Viral Neuronitis & Labyrinthitis
Viral Neuronitis and Labyrinthitis are conditions characterized by an infection of the inner ear, usually caused by a virus, leading to inflammation and irritation. These conditions impact the vestibulocochlear nerve—responsible for balance, equilibrium, and hearing—resulting in symptoms such as vertigo, dizziness, imbalance, nausea, and sometimes changes in hearing.
Understanding Viral Neuronitis / Labyrinthitis
These conditions occur when a virus affects the inner ear, causing an immune response that leads to inflammation. If the inflammation is limited to the vestibular nerve, it's termed viral neuronitis. If both the cochlear and vestibular nerves are inflamed, it's called viral labyrinthitis. Symptoms often include severe vertigo, nausea, vomiting, and, in some cases, hearing loss or a sensation of fullness in the ears.
Symptoms and Phases
- Acute Phase: Sudden onset of severe vertigo, possibly lasting hours to days, accompanied by nausea and vomiting.
- Chronic Phase: Persistent disequilibrium that gradually improves over weeks to months.
Diagnosis
Early evaluation is crucial. Diagnostic steps include:
- Detailed symptom history.
- Observation of nystagmus using infrared video oculography.

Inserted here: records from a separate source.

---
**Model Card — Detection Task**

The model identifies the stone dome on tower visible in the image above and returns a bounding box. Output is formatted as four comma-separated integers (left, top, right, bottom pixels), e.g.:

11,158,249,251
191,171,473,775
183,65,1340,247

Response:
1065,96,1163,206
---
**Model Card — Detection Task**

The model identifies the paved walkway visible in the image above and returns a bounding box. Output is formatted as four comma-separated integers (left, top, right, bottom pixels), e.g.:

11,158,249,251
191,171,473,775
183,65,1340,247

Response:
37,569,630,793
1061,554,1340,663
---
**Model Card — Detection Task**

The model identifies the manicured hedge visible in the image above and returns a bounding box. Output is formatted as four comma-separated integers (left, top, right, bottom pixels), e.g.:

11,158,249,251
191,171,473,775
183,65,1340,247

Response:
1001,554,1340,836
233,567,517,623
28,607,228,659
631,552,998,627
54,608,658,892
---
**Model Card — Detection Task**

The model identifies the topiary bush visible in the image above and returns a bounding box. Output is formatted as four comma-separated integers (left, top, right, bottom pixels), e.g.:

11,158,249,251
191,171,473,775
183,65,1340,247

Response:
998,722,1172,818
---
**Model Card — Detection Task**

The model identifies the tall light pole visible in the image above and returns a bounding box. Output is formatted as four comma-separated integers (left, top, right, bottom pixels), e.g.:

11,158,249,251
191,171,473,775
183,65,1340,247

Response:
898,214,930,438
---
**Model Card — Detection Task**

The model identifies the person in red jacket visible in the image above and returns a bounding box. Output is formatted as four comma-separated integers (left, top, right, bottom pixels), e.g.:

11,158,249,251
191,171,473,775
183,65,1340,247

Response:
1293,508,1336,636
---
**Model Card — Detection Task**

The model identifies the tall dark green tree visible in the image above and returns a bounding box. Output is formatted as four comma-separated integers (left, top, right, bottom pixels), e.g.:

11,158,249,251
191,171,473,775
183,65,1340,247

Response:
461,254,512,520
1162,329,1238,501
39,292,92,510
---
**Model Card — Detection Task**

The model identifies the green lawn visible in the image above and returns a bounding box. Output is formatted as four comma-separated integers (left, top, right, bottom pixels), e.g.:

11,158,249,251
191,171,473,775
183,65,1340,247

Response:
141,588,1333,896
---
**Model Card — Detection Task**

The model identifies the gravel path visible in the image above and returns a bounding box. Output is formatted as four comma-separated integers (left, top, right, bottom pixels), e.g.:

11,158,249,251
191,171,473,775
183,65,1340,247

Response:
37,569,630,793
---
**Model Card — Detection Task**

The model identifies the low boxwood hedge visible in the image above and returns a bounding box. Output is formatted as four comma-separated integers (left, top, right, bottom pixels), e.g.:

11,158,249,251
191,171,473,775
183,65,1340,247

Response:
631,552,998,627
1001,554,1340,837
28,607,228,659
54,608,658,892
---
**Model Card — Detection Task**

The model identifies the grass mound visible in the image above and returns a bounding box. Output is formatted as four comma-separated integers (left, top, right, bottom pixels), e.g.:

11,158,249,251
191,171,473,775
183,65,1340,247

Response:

- Comprehensive audiogram for asymmetric hearing loss.
- MRI and CT scans to exclude other pathologies.
- Further testing like videonystagmography (VNG) and vestibular evoked myogenic potential (VEMP) during the chronic phase.
Treatment
Prompt treatment is advised for the best outcomes:
- Acute Phase: Anti-viral medication (e.g., Acyclovir, Valacyclovir) and steroids to reduce inflammation.
- Chronic Phase: Vestibular rehabilitation to retrain the brain to process signals from the damaged vestibular system and practice VOR exercises.
Living with Viral Neuronitis / Labyrinthitis
With timely and effective treatment, most patients make a full recovery. Vestibular rehabilitation may be recommended for lingering symptoms of disequilibrium and imbalance.